Платон Иннокентьевич улыбнулся.
— О, это была серьезная наука. В древности, когда земли было много, истощенный участок просто забрасывали и распахивали новый. Но ко второму веку до нашей эры началось то, что теперь называют интенсификацией сельского хозяйства. Замечательный историк Катон Старший написал трактат об агротехнике. И там удобрения занимают большое место...
Платон Иннокентьевич произнес звучную латинскую фразу.
— А по-русски это будет примерно так: «Постарайся иметь большую навозную кучу, навоз старательно сохраняй». Те, кто считает, что латинская классика посвящена только любви, глубоко ошибаются. Сельское хозяйство занимало большое место и в творчестве поэтов, и в творчестве историков. Трактат Катона Старшего показывает, что ему уже было известно, что удобрять поля следует перепревшим, а не свежим навозом. Кроме навоза, Катон упоминает и золу.
— Золу можно применять как щелочное калийное удобрение,— подтвердил Сережа.
— А уже в тридцатых годах первого века нашей эры Варрон написал трактат, который назывался «О сельском хозяйстве». Он советовал иметь не одну, а две навозные кучи. В одну класть свежий навоз, а в другую перепревший, который можно вывозить в поле. Для того чтоб предохранить навоз от высыхания, кучи эти с боков и сверху укрывали зелеными ветками.
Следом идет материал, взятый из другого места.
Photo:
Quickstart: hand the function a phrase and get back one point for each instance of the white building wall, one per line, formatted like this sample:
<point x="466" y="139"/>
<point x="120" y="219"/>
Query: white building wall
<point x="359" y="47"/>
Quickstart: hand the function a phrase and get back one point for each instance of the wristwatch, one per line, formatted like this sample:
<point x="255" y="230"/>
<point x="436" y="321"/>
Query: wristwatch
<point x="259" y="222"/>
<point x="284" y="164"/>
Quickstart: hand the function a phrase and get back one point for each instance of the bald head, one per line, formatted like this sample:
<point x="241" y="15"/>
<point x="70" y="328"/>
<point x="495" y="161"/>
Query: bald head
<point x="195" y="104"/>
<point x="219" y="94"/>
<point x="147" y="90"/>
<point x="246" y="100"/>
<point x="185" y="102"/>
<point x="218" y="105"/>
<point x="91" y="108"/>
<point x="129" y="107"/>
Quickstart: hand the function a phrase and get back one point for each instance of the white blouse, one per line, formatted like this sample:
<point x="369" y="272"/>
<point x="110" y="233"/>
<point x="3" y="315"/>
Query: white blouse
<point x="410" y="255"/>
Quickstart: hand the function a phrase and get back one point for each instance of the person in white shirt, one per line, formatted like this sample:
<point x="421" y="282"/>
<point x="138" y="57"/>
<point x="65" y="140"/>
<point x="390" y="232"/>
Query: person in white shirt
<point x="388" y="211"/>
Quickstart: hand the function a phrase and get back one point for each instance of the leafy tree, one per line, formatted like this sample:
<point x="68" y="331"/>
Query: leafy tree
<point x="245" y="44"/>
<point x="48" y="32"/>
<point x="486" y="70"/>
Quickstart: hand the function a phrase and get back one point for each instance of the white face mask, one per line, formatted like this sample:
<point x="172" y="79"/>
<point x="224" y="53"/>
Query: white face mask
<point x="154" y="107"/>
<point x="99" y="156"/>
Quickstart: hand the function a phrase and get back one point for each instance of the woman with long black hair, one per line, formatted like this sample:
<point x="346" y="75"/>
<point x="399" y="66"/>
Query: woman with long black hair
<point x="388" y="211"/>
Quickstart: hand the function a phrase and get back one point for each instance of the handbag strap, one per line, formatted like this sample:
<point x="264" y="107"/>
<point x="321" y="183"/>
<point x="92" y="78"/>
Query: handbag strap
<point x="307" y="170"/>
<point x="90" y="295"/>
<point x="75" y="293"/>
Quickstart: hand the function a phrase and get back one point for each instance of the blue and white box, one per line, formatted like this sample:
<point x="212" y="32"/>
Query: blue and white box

Кроме того, Варрон привел классификацию навоза. Он позаимствовал ее из трудов греческого агронома Кассия. Лучшим удобрением считался птичий помет. Особенно голубей или дроздов. Дроздов тогда было очень много, они летали целыми тучами. Птичий помет не раскладывали по полю, как остальной навоз, а рассеивали, как семена. На втором месте, как удобрение, стояли человеческие нечистоты, а на третьем — навоз козий, овечий и ослиный. Лошадиный навоз применяли только для удобрения лугов.
Наташа забыла о своем поплавке. Она с удивлением поглядывала то на Сережу, то на Платона Иннокентьевича. Ей никогда не приходило в голову, что еще до Сережи сочинения о навозе писали Катон Старший и Варрон.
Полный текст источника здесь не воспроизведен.